I still cannot explain how he and I managed to drink such vast quantities of wine. I do, however, know why. We loved wine right down to its dregs. “The dregs are the best part,” Joe claimed, but that might have been the wine talking. No, Joe would indeed finish an old bottle’s last glass, dregs and all. He didn’t decant, and he bottled his own creations unfiltered—one reason his 1968 Zin is still alive half a century later. Joe was the first to make me aware of the evils of filtration. “Jee-zuz Christ! You’re gonna go to all that trouble to make a good wine and then rip the heart and soul out of it?”
I had one other wine-drinking friend with whom I managed to down unfathomable quantities of good wine, and that was Richard Olney. (By the way, you could call Joseph Joe, but you knew right away not to call Richard Dick.) He unintentionally, I like to think, almost killed me with alcohol, but we’ll get to that story another day. Richard had a strong personality and strong opinions. Like garlic, he drove some people away.

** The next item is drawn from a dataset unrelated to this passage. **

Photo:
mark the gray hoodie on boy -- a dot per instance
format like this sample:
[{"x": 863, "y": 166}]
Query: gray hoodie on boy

It is a strange coincidence, but both Joe and Richard were wine virtuosi who as young lads considered themselves painters and attended the University of Iowa School of Art. Joe took to Richard, but Richard never really warmed up to Joe, who probably retained a bit too much Midwest in him to suit Richard.
But I digress. I might have titled these pages *Digressions*. Anyway, back to my king salmon. Choosing a wine for grilled salmon is almost as easy as choosing one for roast chicken, which provides a perfect backdrop to practically any lovely bottle, no matter the age or color. With roast chicken, a wine’s characteristics are usually vividly evident.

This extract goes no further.